Interim findings from a new recovery measurement tool

Many of you will know that we've been piloting a new self-report measurement tool intended to more accurately capture the state of recovery of a person following a musculoskeletal injury.  The impetus for the project is the findings that I and others have reported on previously - there is currently no universally accepted indicator of 'recovery', and many of the indicators that have been used to date are arguably flawed in some way.  I won't go into too much detail about the prototype tool right now (since some of you may be completing it, and you're not meant to know which is the new tool and which is the exisiting one against which we're comparing), but suffice it to say that the items were generated through a series of focus sessions with people in pain and clinicians, and has been refined through consultation with other international experts in the field.

Recruitment has been slow but steady.  Our target is 150 in order to allow us to confidently identify items that are redundant or problematic in other ways.  We've just hit 50 respondents, so I've just gone and done some preliminary analyses more to check the fidelity of the data than to draw any firm conclusions.  That said, there are two interesting tidbits I want to share now.
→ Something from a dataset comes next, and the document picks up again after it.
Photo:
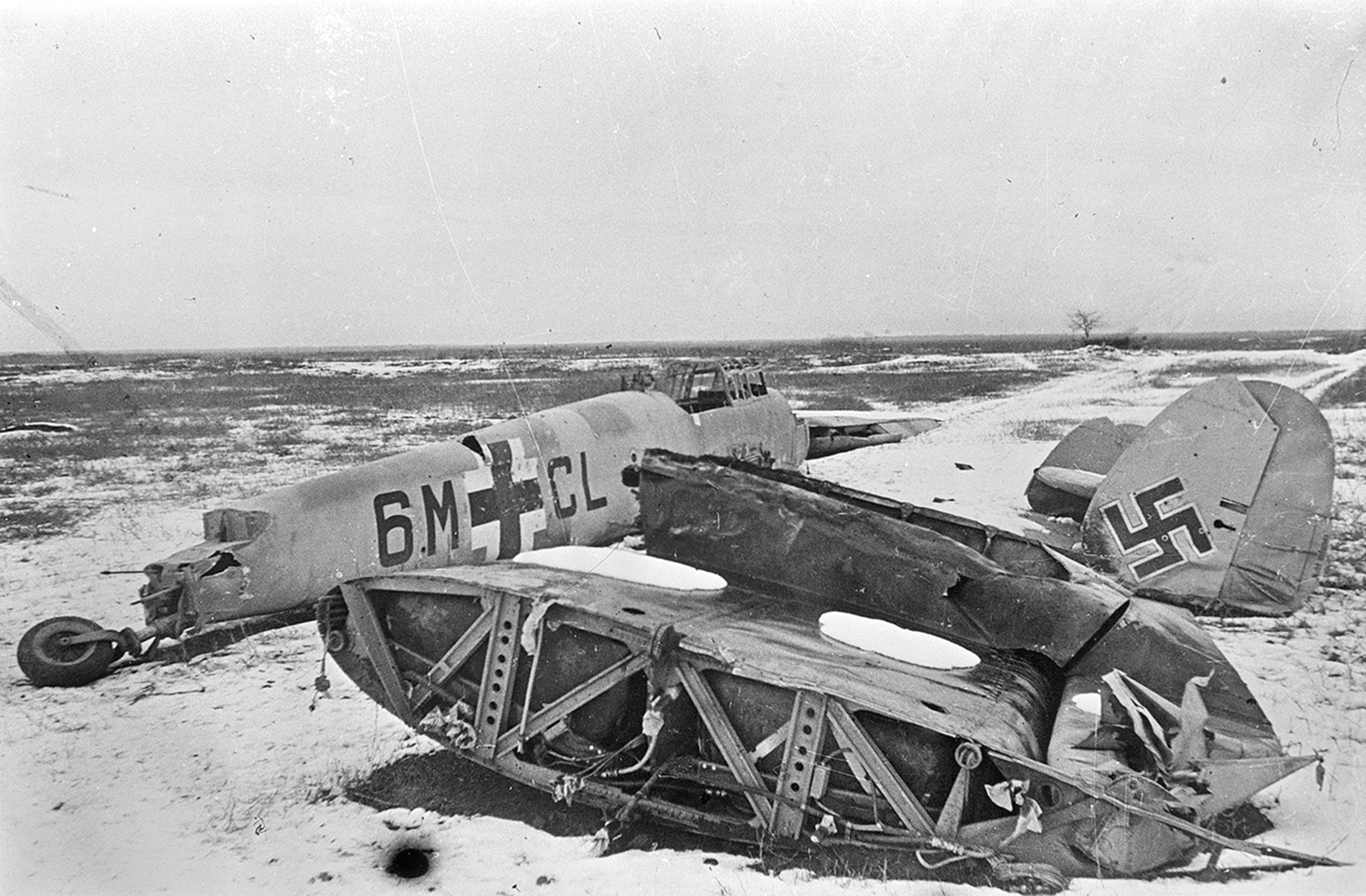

1.  We pose a question in the study (part of neither of the tools under review) which asks about worst and best pain over the past 2 days, and a third question asking respondents to finish the following sentence: "I would feel satisfied if my symptoms were generally no more intense than..."  In other words, what's the highest pain level that people would accept before they consider themselves satisfied?  Again, I stress that this is preliminary data and not to be considered the final word on this.  But, of the 50 that have responded so far, what's the mean pain intensity value that would be considered satisfactory?  2 out of 10.  The range is from 0 to 7 so far.  Surprised?  A subsequent question asks people to indicate how recovered they currently feel (0% to 100%), and then what minimum level of recovery would be required for them to feel satisfied.  So far the mean current state of recovery of the respondents has been 47%, and the minimum level for satisfaction: 73% (range of 10% to 100%).  There are far more questions than answers that will come out of this data once we have enough respondents, but I find this personally interesting, and in keeping with some of the research in the area to date.  The tool is also intended to help us evaluate the phenomenon known as 'response shift', which I imagine would be identified if we were to follow people over time with even these two questions.  Someone whose pain is currently 10 out of 10 would probably think they'd be satisfied if it never got higher than a 7.  But of course, once it hit a 7, the level for satisfaction would likely shift, which speaks to the value of revisiting goals frequently in people with pain and injury.

2.  For validation purposes, I've embedded two questions into the survey which simply require the respondent to choose a specific number in that row.  So without giving too much away, the item reads something to effect of 'Please choose [number] in this row'.  This is really just to make sure people are paying attention and are able to follow simple commands when completing the survey.  Often we assume that respondents are focusing on our questionnaires, but who knows what's really going on when people complete a questionnaire - I know I've been distracted in the past and could imagine entering an incorrect response.  But when evaluating the properties of a scale, it's important to know that you're respondents are at least paying attention.  It's a simple approach that is used surprisingly infrequently.  Anyway, so far out of 50 respondents, 4 have gotten one of these two 'validation' questions frankly wrong (chose the wrong number), and 3 more have left those two questions blank - I'm not sure how to interpret that.  That means that AT BEST 4 of 50 (8%) and AT WORST 7 of 50 (14%) of surveys now have to be considered invalid and removed from the database.  Since the cost of this study isn't high, I'm not losing any sleep over it.  But this does beg the question: how often might this happen in other, more costly studies?  For example, many RCTs use patient self-reported outcomes as primary dependent variables.  Thinking of some of the larger studies, if even 8% of say 500 respondents have just filled out the outcome questionnaires without really paying attention, that would mean that a full 40 responses are invalid and should have been removed from the analysis.  Using my worst-case scenario here of 14% invalid, 70 of 500 responses in our hypothetical (but very possible) study are invalid.  Certainly enough to affect the likelihood of finding statistically significant differences between groups (a construct termed 'assay sensitivity').  This is an interesting and often overlooked concern for any study that uses self-report as an outcome.

So there you have it, some interesting findings from preliminary analysis.  Nothing firm yet, but certainly nuggets for conversation.